Thursday, July 19, 2007

The Search for Unity

Over the course of the past few months -- as my schedule has become increasingly stressed -- I've found myself on a great search to unify all my ... well ... everything.

I have about a dozen e-mail accounts. Of those, I check 6 of them multiple times a day. I have 4 schedule managers: one at work, one at home, one on the web, and one on my phone. Speaking of which, I have 3 phone lines: one home, one work, and one cell. On my cell, I make regular use of SMS, and also access various instant messenger services. And don't even get me started on the news, blogs and social networking sites that I try to stay on top of. My iGoogle portal page has more links than an eBay search for "new."

I'm one of the most connected and accessible people on the planet. The problem lies in the fact that it takes me an entire day just to check my own status. By the time I figure out who contacted me for what, I don't have the motivation left to return a call.

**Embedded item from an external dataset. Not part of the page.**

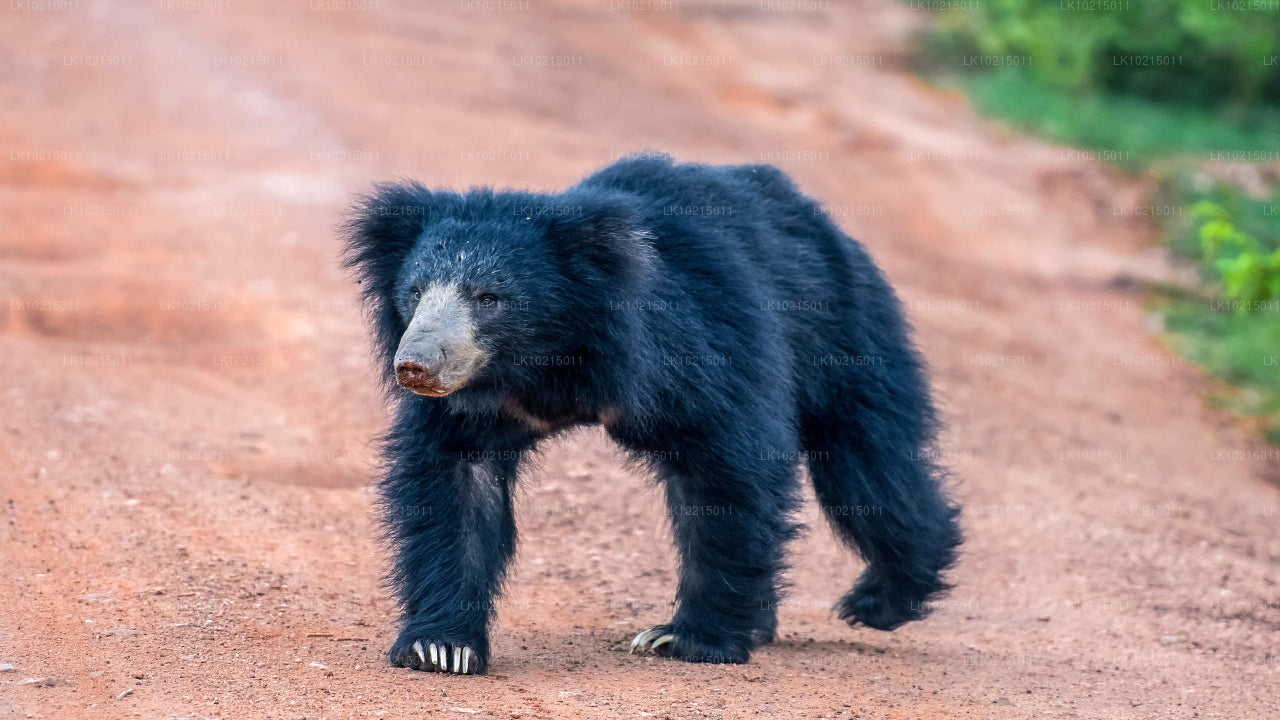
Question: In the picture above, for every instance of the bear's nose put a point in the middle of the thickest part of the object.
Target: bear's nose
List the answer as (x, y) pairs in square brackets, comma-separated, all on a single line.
[(411, 373)]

My ultimate goal is to have everything at my fingertips, and preferably through my cell phone. I bought it for this very reason, yet I seem to lack the time to get it configured to do the things I bought it to do. And to add to that fact, nothing natively wants to talk to anything else. My phone won't natively sync to Lotus Notes (which, I must say, is one of the all-time crappiest groupware solutions known to man -- so of course, it's corporate mandated), so I need a third-party app to act as a conduit. In order to check all my mail from one location, I need to forward mail to a central account, which means configuring mail filters so that spam doesn't get forwarded as well. Ah... Spam. Between 500-2,000 per day. You think I'm joking. I'm not. And people wonder why I tell them not to bother e-mailing me.

I'm hoping it storms something fierce this weekend. I need a good excuse to stay indoors and sort this mess out.

While I'm at it, I should probably add that the only reason I'm blogging this on blogger.com is because I can get to it from one quick click of the mouse from the iGoogle main page -- without conifiguring another link to another service for which I'll have to remember yet another password.